Stael creates a space in her novel where the artist woman will provide for the world differently than the domestic woman whose creations are compromised by the dogmatic practices of society. The identity of the woman artist of divine existence filled with plentitude opportunity but knows that this has to come to an end. Just like you the and beauty art runs out of time and so the artist mourns the loss of the gift before she even considers her broken heart in connection to Oswald. The role of the widow becomes important in the novel because it reflects on a new final invention of the self. Corinne mourns her previous self. She then retreats to the private, isolated world of memory where nothing new can happen, where imagination becomes an echo, not a voice. “I miss what I was; that is all. I used to take pride in my talent” Corinne tells Oswald ( Stael 268). After she has been alone for awhile she says, “I felt my mind slipping away” (269).

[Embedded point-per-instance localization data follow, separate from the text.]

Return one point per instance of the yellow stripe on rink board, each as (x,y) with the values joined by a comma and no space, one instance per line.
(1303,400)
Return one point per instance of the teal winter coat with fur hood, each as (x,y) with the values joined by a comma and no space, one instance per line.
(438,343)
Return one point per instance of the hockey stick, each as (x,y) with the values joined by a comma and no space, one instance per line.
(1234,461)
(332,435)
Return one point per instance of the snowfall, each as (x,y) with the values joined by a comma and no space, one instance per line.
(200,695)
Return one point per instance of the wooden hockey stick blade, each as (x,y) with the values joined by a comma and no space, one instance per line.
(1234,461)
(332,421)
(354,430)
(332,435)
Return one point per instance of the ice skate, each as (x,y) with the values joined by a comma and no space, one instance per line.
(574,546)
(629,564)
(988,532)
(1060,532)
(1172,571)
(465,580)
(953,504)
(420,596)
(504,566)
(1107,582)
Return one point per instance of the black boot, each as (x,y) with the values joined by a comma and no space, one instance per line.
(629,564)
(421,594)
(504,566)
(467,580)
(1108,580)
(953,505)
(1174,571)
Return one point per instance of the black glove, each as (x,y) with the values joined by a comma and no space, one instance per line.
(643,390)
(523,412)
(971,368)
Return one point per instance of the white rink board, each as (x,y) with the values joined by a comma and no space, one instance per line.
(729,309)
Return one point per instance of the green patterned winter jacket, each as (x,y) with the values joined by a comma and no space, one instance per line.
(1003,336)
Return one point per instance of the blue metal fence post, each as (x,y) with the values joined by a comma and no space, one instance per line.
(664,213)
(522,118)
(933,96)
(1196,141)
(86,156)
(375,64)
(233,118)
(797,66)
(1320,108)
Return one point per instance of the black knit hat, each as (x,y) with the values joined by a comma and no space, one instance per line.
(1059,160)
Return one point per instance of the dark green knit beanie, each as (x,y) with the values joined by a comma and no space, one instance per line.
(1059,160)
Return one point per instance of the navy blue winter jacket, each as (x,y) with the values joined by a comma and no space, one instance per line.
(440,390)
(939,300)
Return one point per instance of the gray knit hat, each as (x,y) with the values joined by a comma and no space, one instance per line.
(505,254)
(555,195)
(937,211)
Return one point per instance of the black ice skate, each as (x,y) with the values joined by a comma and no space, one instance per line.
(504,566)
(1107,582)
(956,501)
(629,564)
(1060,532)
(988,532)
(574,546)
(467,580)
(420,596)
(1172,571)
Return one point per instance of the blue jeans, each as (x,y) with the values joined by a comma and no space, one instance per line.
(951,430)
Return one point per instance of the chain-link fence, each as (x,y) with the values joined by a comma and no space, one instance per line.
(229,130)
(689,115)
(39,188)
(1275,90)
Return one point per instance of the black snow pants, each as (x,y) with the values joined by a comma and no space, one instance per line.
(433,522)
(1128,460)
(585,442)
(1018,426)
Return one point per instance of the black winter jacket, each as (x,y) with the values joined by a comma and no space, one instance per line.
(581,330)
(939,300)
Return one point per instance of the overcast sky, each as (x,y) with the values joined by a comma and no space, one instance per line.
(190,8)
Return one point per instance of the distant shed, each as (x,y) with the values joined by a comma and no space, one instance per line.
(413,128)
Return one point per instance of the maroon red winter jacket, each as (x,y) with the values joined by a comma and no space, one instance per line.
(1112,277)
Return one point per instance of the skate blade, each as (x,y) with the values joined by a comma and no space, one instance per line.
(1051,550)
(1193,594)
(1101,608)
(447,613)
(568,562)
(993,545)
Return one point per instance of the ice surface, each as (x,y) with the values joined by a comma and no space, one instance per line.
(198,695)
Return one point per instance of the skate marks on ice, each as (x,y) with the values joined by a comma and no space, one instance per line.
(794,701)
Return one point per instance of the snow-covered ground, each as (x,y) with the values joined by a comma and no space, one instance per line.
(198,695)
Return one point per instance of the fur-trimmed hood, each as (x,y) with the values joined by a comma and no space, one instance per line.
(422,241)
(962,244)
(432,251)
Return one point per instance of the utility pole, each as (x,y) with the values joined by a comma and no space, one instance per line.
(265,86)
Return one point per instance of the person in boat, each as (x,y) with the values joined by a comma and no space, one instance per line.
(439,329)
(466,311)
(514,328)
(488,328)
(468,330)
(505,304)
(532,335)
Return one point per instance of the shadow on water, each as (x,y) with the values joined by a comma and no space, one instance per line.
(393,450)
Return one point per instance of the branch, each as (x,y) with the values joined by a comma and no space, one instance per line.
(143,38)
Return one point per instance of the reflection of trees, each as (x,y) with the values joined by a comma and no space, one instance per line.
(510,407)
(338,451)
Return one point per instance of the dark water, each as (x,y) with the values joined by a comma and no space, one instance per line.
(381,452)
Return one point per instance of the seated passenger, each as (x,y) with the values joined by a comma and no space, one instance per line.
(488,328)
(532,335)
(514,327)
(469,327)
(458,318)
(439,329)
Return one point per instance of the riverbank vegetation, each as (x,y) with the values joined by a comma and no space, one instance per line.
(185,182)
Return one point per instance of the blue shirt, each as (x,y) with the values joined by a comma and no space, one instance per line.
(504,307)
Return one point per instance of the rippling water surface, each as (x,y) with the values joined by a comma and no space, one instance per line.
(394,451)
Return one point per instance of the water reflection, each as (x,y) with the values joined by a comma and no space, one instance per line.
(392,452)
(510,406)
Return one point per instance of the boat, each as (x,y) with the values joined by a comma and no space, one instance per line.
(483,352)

Properzia Rossi in her poem to the undeserving lover also sees a lost potential for true love. The matters of the heart go empty “Let me pour my soul away!” (L 3). But this poet hope that her creativity will outlast her without inheritance, she hopes that “something... may speak to you when I am gone ( L11). This moving away from love or from the source of creation always concerns the artist of the affects and the impact of the art. The creation for the woman artist becomes a birth a lineage of inheritance that she hope will remain after she is gone. “I might have kindled with the fire of heaven/ things not of such as die!” (L 68-69). In the creation process the body becomes unimportant. The mind and the heart are the resources for creation. And when love has failed to inspire more art in the heart of the artist, Rosssi hopes that “It comes back, the power within me born flows back; my fruitless dower….I shall not perish all!” (L 28-32). The perishing happens when there is no reception of the gift. No acceptance. That’s when “suffering becomes an oracle” for Corinne. (Stael 271). Here the artist foretells her own end. When passion runs out, love and art perish.